C. Preliminary Permit

A developer interested in a potential site for a new hydropower project may first apply for a preliminary permit.[1]  A permit is an exclusive right to study that site and to file a license application during the permit term, which is three years[2] subject to renewal[3] and periodic reporting.  FERC will grant a permit application unless a legal barrier precludes it from licensing any subsequent project.[4]  FERC may also decline to issue a permit where it has rejected a license application for the same site and development.[5]  If competing permit applications are filed for the same site, FERC grants the permit to the applicant which: is a state or municipal utility, will “best serve the public interest,” or was filed first in time.[6]  A list of current preliminary permits is available at https://www.ferc.gov/industries/hydropower/gen-info/licensing/issued-pre....
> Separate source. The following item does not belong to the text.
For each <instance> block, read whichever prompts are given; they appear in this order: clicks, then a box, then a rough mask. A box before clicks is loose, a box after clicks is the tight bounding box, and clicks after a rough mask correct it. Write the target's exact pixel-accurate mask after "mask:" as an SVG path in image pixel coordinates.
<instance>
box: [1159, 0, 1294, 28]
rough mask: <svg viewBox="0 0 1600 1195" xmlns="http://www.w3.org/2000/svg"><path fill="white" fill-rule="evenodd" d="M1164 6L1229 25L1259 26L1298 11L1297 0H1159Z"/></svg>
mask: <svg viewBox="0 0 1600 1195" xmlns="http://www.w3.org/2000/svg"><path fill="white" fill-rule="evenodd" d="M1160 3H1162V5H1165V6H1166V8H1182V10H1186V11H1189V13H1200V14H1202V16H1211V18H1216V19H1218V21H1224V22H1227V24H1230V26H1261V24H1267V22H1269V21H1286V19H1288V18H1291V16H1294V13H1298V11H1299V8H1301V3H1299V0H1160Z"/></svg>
A preliminary permit is like staking a claim.  It gives the permittee the exclusive right to apply for a license for a period of 36 months and conduct studies to determine whether to proceed with a license application.  A preliminary permit, which authorizes such field studies, does not authorize any construction or guarantee the issuance of a project license in the event the permittee files a license application. 

A preliminary permit is subject to conditions.  The standard conditions are stated in FERC Form P-1, available at https://www.ferc.gov/industries/hydropower/gen-info/comp-admin/l-forms.asp.  FERC will also impose additional conditions on the permittee if circumstances warrant.  Your comments may influence FERC to include conditions to protect sensitive resources against the adverse impacts of any studies.  FERC will not deny a preliminary permit application on the basis of your objections to a future license application.  FERC will only deny an application if (1) a legal barrier exists that would absolutely prohibit the licensing of the proposed project, or (2) the application is truly speculative.   
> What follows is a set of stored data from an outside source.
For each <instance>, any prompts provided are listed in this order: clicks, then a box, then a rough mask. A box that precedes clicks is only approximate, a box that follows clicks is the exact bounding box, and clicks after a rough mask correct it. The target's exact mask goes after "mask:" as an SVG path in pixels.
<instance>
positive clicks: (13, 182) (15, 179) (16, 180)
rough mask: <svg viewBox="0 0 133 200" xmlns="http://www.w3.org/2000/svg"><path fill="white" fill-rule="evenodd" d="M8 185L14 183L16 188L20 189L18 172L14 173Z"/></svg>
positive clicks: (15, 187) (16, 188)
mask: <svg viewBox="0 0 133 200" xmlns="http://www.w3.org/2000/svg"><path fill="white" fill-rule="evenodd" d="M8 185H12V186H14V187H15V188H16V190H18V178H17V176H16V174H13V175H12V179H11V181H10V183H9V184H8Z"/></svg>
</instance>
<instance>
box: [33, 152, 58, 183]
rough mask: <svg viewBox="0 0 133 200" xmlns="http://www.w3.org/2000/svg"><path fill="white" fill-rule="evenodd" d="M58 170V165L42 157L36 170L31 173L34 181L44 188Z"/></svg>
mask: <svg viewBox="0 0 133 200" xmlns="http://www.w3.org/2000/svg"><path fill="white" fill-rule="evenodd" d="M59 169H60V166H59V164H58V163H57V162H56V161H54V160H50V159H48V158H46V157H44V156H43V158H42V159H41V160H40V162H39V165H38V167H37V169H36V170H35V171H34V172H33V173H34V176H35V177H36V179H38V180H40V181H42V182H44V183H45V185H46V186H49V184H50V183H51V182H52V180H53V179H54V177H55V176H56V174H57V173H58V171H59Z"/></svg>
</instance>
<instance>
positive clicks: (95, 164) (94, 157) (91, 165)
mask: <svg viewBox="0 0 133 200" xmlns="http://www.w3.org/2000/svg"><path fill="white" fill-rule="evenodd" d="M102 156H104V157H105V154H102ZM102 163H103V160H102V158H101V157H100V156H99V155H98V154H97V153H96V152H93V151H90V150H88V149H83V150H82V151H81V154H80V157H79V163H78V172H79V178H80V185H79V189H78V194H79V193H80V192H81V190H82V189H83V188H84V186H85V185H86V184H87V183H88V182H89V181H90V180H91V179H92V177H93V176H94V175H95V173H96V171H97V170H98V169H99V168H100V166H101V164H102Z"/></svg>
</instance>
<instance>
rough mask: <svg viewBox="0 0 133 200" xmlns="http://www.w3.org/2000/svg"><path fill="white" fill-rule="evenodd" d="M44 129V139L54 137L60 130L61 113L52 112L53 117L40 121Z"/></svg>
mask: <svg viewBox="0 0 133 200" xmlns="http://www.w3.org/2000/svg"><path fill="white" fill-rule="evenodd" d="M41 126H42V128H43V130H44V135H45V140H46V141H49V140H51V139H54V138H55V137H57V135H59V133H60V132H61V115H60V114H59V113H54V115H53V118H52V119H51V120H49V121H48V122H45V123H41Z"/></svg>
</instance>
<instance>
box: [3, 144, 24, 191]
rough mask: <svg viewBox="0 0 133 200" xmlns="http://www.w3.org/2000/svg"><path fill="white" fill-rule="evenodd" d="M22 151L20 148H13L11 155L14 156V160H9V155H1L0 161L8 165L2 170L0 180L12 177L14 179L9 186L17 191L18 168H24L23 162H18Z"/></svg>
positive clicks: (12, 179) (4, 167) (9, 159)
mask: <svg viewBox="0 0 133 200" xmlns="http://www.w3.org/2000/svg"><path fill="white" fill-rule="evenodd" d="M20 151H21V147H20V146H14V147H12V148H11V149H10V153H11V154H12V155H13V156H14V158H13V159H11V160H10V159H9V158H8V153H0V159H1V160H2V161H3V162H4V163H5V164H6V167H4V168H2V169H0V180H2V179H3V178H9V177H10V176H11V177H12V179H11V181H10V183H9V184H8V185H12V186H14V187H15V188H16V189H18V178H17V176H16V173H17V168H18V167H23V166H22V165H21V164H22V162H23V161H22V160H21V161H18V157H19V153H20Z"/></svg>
We recommend intervention in a permit proceeding, in part because you will receive the required six-month progress reports from the permittee and also notices of proposed amendments to, extension of, or cancellation of the permit. 

For more information, see https://www.ferc.gov/industries/hydropower/gen-info/licensing/pre-permits.asp.

[1]               See 18 C.F.R. § 4.31(a).

[2]               See 16 U.S.C. § 798.

[3]               See In re City of Redding, 33 FERC ¶ 61,109 (Oct. 15, 1985).  A permittee may apply for a second preliminary permit if (1) it has proceeded with the project study diligently and in good faith, (2) there is opportunity for public comment, and (3) other potential developers may compete for the new permit.

[4]               Since the early 1980s, FERC’s policy has been that “[u]nless a permanent legal barrier precludes FERC from licensing the project, FERC will issue a preliminary permit.”  City of Summersville, W.Va. v. FERC, 780 F.2d 1038 (D.C. Cir. 1986).

[5]               See Symbiotics, LLC, 99 F.E.R.C. ¶ 61,099 (2002).  Thus, FERC will deny a permit application for a site if it had previously denied a license application on the ground that unmitigable adverse impacts would outweigh energy and other developmental benefits and circumstances have not changed since.  Id.

[6]               See 16 U.S.C. § 800(a).